- The start of autumn marked a change in market dynamics. Volatility is up across the board, the US 10-year yield is flirting with its highest level over the last seven years following a rapid rise; equity markets are under pressure. After a period of highly divergent forecasts, markets are starting to price in a synchronised slowdown in global growth, and, hence, the fact that the peak in earnings acceleration is progressively shifting to being behind us. Some ongoing dislocations are accompanying this new situation. Cumulative hikes in interest rates in the US, while limited in absolute terms, have been sufficient to trigger the early stages of a risk-off positioning in emerging markets which have recently been negatively affected by idiosyncratic stories (Turkey, Argentina) with weak fundamentals. The risk-off sentiment has been further exacerbated by the Italian budget situation, while the most recent risk-off moves have also broadened their effects to the US in the tech area, which is very stretched in terms of valuations.

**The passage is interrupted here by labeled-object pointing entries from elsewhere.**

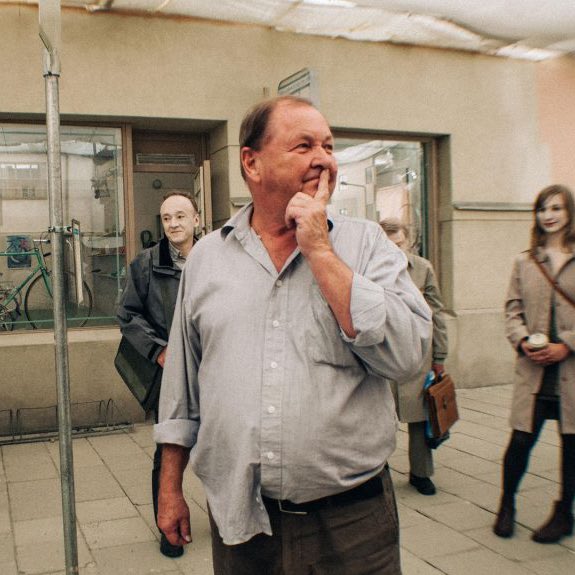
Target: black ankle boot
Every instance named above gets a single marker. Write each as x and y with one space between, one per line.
558 525
505 524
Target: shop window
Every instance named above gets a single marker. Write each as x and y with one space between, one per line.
94 253
380 179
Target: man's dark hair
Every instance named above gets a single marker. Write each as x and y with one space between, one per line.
255 123
184 194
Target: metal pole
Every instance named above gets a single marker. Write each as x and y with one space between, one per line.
50 11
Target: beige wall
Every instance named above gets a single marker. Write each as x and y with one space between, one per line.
556 87
500 142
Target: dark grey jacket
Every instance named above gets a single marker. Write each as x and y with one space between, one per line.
142 310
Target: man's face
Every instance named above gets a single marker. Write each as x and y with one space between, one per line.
297 147
178 219
399 239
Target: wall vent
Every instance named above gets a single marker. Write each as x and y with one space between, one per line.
166 159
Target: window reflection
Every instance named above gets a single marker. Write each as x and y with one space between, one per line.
380 179
92 190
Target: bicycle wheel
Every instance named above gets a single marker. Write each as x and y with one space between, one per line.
38 304
6 322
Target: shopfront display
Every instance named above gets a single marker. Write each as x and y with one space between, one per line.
93 196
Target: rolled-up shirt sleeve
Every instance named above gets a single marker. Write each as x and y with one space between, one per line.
179 410
390 316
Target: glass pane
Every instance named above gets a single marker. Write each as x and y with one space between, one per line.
92 191
380 179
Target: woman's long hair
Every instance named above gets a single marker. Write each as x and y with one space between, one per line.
537 234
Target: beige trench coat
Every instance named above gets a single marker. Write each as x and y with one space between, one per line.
527 311
409 398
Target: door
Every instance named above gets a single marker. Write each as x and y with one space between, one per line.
203 196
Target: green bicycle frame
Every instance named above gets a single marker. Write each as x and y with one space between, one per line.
40 267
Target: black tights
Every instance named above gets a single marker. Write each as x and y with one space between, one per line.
519 449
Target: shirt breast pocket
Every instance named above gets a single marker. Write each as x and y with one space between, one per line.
323 335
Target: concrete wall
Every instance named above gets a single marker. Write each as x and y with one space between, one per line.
498 142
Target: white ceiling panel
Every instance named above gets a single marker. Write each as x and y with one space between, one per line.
534 29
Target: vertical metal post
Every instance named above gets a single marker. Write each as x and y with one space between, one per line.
50 35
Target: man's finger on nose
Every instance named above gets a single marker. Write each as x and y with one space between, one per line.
323 187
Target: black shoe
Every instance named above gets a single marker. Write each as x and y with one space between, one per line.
423 484
505 523
559 525
169 550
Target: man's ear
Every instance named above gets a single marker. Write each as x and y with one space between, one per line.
250 163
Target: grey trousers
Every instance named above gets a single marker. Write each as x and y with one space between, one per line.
357 539
420 455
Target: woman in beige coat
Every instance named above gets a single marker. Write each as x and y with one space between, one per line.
409 396
544 386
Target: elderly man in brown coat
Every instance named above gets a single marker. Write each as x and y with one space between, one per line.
409 396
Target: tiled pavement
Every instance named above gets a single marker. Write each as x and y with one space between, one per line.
448 533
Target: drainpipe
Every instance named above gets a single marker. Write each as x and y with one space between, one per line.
50 24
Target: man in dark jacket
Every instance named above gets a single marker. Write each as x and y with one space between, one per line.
147 306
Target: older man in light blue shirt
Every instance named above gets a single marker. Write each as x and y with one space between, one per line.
282 341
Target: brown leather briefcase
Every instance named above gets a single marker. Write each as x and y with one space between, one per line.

- Implications related to trade disputes are also a feature of this new narrative. Protectionism is a lose/lose game: no economy will be exempted from paying its bill in the end. So far, the deterioration has been more visible in a deceleration of global trade growth and in economies with limited fiscal support, primarily in the Eurozone and China. Regarding the latter, policy actions (both fiscal and monetary) are too recent to have affected GDP growth figures. The potential impact on the US has so far been hidden behind the fiscal policy boost, but we may start to see the unintended effects of protectionism as we enter the Q3 earnings season. Possible downward earnings revisions due to tariffs, coupled with some wage pressure, could be a dangerous cocktail in a late cycle phase. If protectionism becomes structural and goes beyond being an electoral trick, it could become a risk. In our view, the impact will be more on the growth outlook and should lead central banks to lean to the accommodative side.

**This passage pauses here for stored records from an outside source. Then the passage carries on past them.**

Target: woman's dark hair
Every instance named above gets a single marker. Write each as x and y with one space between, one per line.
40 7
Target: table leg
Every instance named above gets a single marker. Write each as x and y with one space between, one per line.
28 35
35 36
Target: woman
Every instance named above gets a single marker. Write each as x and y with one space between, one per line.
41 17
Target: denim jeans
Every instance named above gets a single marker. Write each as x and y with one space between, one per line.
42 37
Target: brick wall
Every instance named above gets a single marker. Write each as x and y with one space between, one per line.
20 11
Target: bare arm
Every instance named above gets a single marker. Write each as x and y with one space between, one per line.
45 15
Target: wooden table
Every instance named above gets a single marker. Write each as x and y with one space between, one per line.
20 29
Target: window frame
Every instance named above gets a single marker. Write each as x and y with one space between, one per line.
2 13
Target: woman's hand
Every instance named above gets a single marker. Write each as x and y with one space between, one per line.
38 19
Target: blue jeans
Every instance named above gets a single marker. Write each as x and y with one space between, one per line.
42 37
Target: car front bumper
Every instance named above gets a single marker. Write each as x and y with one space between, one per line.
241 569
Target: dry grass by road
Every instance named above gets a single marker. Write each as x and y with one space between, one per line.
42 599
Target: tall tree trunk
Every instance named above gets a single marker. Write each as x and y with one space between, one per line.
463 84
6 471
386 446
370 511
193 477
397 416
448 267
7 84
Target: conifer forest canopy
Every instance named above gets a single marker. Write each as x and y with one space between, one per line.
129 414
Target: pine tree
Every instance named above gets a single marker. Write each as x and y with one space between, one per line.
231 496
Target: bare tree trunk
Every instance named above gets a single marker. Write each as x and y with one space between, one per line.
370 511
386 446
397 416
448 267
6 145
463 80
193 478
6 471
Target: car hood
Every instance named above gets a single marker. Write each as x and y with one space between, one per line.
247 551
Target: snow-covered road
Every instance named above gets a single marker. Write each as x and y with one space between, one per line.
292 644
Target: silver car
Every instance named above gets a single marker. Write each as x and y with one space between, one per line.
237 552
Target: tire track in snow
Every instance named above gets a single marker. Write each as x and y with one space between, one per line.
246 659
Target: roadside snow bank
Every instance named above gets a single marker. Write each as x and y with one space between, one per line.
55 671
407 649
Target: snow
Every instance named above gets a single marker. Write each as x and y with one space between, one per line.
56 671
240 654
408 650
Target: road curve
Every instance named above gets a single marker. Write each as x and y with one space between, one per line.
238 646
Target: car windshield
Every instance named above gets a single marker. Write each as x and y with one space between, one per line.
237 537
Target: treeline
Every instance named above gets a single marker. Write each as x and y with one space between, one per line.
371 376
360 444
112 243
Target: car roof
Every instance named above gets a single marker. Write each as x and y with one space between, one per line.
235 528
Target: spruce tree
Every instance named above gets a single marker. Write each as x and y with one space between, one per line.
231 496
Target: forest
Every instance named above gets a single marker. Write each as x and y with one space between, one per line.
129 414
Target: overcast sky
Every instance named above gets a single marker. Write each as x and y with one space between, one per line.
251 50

- While this new narrative will continue to drive volatility higher, we believe that it is premature to call it a bear market. In our view, the configuration that is opening up has more to do with a correction than a full reversion to a bear market trend. Yet, we believe that the repricing in different assets will continue and it is too soon to aggressively call out any obvious buying opportunity that could emerge in areas such as Europe, once the Italian uncertainty is over, and EM, when the threat from rising interest rates and a strong dollar potentially dissipates. We have been scaling back overall risk for some time, rotating towards the more defensive spaces of quality and value on the equity side and adding duration on the bond side (core government bonds -- in particular, US Treasuries). We don’t see any compelling reason to change our view at this time, as we believe that interest rates in the US are reasonably close to peaking.